Business Capability Map¶
Executive Summary¶
- This map answers one question for non-technical leaders: which platform owns which business capability
- It eliminates the recurring debate where every new requirement defaults to "build it on the data platform"
- Platform ownership is determined by workload characteristics (latency, mutation, SLA), not by where the best data lives
- When a capability spans platforms, the map forces explicit ownership boundaries before anyone writes code
- Print this. Reference it in steering committees. It saves months of architectural rework per misplaced workload.
graph LR
subgraph EDP["Enterprise Data Platform"]
direction TB
E1[Customer 360]
E2[Regulatory Reporting]
E3[Executive MI]
E4[ML Training Data]
E5[Self-Service Analytics]
end
subgraph OPS["Operational Platform"]
direction TB
O1[Payments]
O2[Case Management]
O3[Workflow State]
O4[Transaction Processing]
end
subgraph SRV["Serving Layer"]
direction TB
S1[Real-Time Decisioning]
S2[API Serving]
S3[Feature Serving]
S4[Embedded Analytics]
end
EDP -->|"data products"| SRV
OPS -->|"events"| EDP
SRV -->|"enrichment"| OPS The Capability Matrix¶
| Business Capability | Platform Owner | Why This Platform |
|---|---|---|
| Customer 360 / Single Customer View | EDP | Cross-domain integration, historical depth |
| Regulatory Reporting (BCBS 239, DORA, Solvency II) | EDP | Lineage, auditability, governed datasets |
| Executive Management Information | EDP | Aggregated, cross-domain metrics |
| Data Science / AI Model Training | EDP + ML Platform | Historized training data from EDP, compute on ML platform |
| Self-Service Analytics | EDP | Governed, documented datasets for business users |
| Fraud Detection (real-time) | Streaming + Operational | Sub-second scoring during transaction |
| Fraud Investigation (post-hoc) | EDP | Historical pattern analysis across domains |
| Operational Workflow / Case Management | Operational / Workflow Platform | Mutable state, human tasks, SLA tracking |
| Payments / Transaction Processing | Operational | ACID, low-latency, high availability |
| Real-Time Decisioning (pricing, offers) | Serving Layer | Low-latency serving, fed by EDP-computed features |
| API Serving for Customer Apps | Serving Layer | High concurrency, low latency, always-on |
| Data Quality Monitoring | EDP | Cross-domain quality rules, historical trends |
| Master Data Management | Shared (MDM source, EDP consumer) | Operational ownership, analytical consumption |
| Embedded Analytics | Serving Layer + EDP | EDP produces, serving layer delivers at app speed |
| Gen AI / RAG Applications | ML Platform + Vector Store | Embeddings from EDP data, served from vector DB |
How to Read This Map¶
EDP means the enterprise data platform owns the data and the workload runs against it. The platform is optimized for throughput, historical depth, and governance. If a capability maps here, expect batch or near-real-time latency, not sub-second response times.

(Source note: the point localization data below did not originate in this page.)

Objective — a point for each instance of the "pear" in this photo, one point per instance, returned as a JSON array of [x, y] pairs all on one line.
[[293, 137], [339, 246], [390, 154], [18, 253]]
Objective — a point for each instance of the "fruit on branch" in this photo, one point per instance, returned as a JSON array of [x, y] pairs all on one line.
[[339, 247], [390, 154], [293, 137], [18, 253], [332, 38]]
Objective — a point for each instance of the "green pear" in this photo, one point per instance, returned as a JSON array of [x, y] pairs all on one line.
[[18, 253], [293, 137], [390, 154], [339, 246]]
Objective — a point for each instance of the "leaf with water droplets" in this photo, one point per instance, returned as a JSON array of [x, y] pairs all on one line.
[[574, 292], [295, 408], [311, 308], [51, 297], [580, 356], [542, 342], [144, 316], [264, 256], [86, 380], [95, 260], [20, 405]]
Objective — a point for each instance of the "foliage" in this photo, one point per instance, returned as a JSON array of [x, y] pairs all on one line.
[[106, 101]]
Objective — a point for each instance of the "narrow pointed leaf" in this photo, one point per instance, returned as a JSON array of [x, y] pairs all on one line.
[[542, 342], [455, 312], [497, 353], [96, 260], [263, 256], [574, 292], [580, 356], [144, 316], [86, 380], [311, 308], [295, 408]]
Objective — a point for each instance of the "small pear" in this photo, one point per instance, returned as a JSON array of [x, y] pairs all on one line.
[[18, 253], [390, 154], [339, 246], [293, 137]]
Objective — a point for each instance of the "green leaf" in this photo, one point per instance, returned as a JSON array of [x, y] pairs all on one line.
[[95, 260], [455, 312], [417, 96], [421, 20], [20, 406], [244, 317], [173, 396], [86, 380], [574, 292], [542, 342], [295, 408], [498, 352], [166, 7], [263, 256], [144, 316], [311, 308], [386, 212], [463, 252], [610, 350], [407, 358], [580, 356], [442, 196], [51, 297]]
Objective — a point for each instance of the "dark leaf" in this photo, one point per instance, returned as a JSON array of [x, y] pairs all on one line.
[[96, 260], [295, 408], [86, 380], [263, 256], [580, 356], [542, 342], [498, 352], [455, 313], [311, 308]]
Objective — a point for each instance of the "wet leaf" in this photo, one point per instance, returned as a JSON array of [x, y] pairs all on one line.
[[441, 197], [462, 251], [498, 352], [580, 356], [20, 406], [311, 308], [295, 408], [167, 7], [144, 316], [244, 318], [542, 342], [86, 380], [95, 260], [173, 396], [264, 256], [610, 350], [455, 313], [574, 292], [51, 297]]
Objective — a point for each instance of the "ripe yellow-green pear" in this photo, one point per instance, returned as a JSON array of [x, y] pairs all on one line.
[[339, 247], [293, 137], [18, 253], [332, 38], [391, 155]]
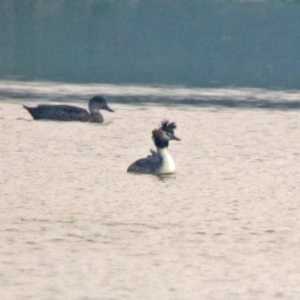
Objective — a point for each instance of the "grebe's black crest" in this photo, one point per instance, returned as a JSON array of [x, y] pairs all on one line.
[[168, 126]]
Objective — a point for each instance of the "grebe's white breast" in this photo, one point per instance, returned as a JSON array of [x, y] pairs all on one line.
[[167, 165]]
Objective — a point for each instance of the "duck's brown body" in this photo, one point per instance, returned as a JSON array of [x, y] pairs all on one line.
[[70, 113]]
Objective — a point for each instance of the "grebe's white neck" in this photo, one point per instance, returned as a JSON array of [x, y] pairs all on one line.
[[167, 162]]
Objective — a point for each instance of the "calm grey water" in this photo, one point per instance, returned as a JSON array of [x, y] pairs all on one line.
[[75, 225]]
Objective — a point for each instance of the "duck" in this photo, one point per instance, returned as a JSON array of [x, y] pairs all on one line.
[[71, 113], [159, 162]]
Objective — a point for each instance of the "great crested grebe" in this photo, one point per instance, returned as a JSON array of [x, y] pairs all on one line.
[[71, 113], [159, 162]]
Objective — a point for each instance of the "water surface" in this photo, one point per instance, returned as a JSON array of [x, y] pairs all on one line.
[[75, 225]]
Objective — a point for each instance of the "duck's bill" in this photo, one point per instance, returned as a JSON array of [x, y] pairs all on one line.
[[109, 109], [175, 138]]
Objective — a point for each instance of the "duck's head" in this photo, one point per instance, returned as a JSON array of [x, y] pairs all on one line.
[[98, 102], [164, 134]]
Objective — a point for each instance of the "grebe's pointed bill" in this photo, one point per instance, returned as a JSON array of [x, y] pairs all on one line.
[[173, 137], [168, 128]]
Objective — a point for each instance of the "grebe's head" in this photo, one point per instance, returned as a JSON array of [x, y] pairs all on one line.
[[164, 134], [98, 102]]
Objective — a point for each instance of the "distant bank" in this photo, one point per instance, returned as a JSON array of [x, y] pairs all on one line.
[[204, 43]]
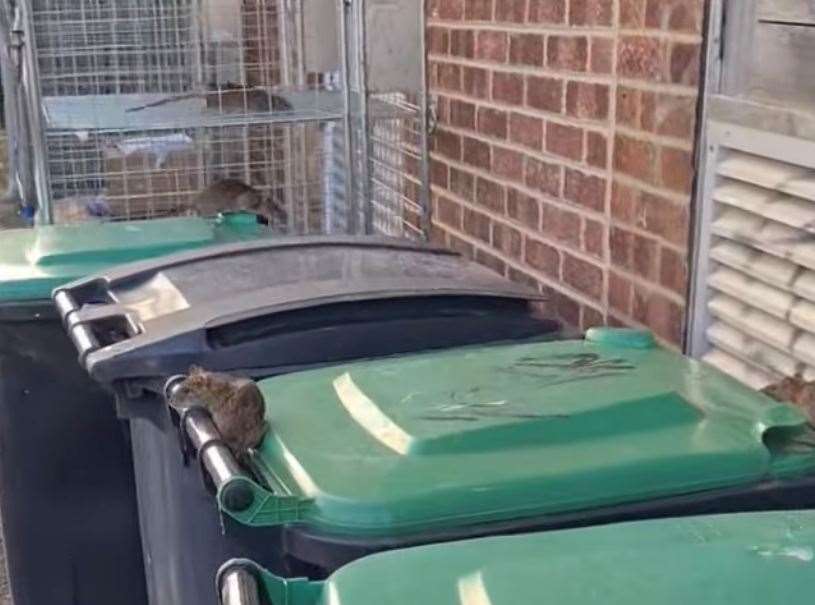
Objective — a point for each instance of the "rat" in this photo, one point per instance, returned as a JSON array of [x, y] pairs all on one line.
[[794, 390], [11, 218], [231, 99], [232, 195], [236, 405]]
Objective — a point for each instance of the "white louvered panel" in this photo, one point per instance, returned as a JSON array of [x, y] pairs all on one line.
[[739, 370], [791, 211], [755, 353], [765, 235], [773, 332], [774, 301], [761, 283], [770, 269], [769, 174]]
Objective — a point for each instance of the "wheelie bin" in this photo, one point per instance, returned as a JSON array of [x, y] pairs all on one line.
[[751, 559], [260, 310], [471, 442], [67, 496]]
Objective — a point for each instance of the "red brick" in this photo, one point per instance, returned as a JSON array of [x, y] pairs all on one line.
[[449, 76], [447, 144], [493, 122], [508, 163], [526, 131], [664, 316], [641, 58], [543, 257], [602, 55], [476, 82], [448, 9], [477, 225], [626, 205], [508, 240], [462, 183], [567, 52], [448, 212], [439, 174], [462, 114], [587, 101], [438, 40], [492, 46], [583, 276], [461, 246], [666, 219], [596, 150], [566, 309], [508, 88], [547, 11], [545, 94], [677, 169], [526, 49], [591, 12], [543, 176], [674, 15], [523, 208], [635, 158], [462, 43], [621, 246], [594, 238], [490, 195], [673, 271], [629, 106], [675, 116], [585, 189], [632, 14], [561, 225], [644, 253], [620, 292], [510, 11], [520, 277], [685, 63], [564, 140], [477, 10], [476, 153], [490, 261], [591, 318]]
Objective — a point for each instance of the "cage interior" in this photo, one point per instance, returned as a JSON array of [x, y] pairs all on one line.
[[170, 107]]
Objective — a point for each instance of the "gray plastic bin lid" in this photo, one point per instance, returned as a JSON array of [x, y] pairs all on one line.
[[155, 318]]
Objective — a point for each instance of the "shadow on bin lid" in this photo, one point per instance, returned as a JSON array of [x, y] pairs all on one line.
[[165, 315], [750, 559], [425, 443]]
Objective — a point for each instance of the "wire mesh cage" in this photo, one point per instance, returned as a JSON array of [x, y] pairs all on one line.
[[151, 108]]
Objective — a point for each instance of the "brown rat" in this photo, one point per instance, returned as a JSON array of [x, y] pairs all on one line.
[[794, 390], [236, 405], [232, 195], [231, 99]]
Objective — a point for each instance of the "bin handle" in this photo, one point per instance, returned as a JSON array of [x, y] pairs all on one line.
[[237, 585], [237, 493], [244, 582]]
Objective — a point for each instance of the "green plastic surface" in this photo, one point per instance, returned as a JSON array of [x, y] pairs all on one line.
[[750, 559], [35, 261], [427, 442]]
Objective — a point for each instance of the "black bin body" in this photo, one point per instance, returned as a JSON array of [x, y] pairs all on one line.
[[68, 497], [262, 310]]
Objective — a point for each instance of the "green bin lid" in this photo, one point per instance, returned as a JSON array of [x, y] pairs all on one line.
[[429, 442], [35, 261], [749, 559]]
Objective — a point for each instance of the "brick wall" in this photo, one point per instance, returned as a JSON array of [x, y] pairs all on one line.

Operational means a purpose-built operational system with its own SLAs, its own data model, and its own uptime guarantees. These systems process transactions, manage mutable state, and serve live business operations. The EDP ingests from them -- it does not replace them.

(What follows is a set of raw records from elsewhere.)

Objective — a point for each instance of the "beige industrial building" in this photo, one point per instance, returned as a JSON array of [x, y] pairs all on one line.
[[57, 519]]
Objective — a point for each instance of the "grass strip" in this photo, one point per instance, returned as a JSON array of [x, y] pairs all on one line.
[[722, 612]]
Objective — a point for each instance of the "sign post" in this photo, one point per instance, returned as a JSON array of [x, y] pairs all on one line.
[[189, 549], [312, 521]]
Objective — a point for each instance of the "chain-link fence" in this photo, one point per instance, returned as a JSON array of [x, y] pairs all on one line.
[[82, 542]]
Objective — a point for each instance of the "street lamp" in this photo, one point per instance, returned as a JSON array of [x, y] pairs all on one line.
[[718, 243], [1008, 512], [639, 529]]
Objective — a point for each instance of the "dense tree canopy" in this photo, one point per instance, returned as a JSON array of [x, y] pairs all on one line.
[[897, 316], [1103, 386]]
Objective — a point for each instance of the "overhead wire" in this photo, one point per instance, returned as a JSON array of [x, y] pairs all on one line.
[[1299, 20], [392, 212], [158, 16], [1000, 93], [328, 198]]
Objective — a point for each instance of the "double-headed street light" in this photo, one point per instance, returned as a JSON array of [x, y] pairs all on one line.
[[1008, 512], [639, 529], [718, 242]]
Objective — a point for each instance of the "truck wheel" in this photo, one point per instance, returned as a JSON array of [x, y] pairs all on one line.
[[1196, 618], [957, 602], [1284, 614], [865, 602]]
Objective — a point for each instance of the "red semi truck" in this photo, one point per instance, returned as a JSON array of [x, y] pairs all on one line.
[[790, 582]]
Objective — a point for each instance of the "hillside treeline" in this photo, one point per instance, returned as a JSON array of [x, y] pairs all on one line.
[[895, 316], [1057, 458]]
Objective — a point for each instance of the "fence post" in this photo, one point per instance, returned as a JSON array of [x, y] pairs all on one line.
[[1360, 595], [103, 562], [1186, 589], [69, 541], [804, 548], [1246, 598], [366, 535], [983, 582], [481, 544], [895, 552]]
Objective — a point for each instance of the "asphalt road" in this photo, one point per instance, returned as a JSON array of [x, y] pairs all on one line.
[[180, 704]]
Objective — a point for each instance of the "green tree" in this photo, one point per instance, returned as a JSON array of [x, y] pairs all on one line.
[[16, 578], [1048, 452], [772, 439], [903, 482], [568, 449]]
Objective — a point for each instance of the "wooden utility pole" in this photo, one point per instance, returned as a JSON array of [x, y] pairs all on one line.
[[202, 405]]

Serving Layer means data originates in the EDP but is served through purpose-built low-latency infrastructure. APIs, caches, materialized views, feature stores -- whatever the access pattern demands. The EDP computes; the serving layer delivers.
Shared means explicit ownership boundaries between platforms with well-defined data flows. Neither platform fully owns the capability. When you see "Shared," the first question is always: who owns the data, and who owns the SLA?

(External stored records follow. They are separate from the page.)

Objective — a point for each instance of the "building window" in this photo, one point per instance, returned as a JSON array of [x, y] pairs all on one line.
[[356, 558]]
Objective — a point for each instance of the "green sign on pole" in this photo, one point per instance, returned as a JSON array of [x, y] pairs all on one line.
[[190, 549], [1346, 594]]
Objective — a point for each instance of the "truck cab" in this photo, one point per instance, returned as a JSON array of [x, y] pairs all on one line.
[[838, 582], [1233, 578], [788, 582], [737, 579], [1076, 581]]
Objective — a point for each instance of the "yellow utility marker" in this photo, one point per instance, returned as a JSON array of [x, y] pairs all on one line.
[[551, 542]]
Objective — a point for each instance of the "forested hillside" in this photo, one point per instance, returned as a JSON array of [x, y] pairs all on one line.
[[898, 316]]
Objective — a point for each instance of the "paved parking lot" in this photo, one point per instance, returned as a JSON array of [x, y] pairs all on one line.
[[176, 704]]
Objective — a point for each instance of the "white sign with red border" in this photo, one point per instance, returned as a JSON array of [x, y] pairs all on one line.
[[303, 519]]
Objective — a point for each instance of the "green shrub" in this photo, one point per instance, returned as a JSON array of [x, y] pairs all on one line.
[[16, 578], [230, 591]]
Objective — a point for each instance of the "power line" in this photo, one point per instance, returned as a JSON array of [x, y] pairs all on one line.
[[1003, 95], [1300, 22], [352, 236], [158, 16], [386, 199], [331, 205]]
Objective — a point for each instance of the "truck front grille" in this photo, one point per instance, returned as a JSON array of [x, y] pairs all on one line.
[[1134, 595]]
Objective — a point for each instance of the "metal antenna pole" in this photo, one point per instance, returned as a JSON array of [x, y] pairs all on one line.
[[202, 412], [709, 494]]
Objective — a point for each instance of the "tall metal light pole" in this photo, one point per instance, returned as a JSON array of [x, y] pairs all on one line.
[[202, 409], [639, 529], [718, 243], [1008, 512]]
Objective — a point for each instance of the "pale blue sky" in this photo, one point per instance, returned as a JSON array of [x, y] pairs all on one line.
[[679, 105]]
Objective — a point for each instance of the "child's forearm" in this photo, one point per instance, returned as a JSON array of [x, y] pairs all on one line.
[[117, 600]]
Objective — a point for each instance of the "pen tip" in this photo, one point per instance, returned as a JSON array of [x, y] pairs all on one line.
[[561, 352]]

Using This Map in Steering Committees¶
Print it. Put it on the wall. Reference it when stakeholders request new capabilities.
When a request comes in that maps to "EDP" but stakeholders expect operational SLAs -- sub-second latency, 99.99% uptime, real-time mutation -- that is a positioning conversation, not a technology decision. The data platform team does not need to evaluate new tools. Leadership needs to agree on which platform owns the workload.
When a request maps to "Shared," define the boundary before building. Who owns the data? Who owns the SLA? How does data flow between platforms? Without these answers, both teams will build half a solution and blame each other when it breaks. Every "Shared" capability needs a one-page data flow agreement signed off by both platform owners before development starts.
When a request does not appear on this map, that is a signal to stop and classify it before assigning it to a team. Add the capability to the map, assign ownership, and document the reasoning. The map grows with the enterprise. An unmapped capability is an ungoverned capability.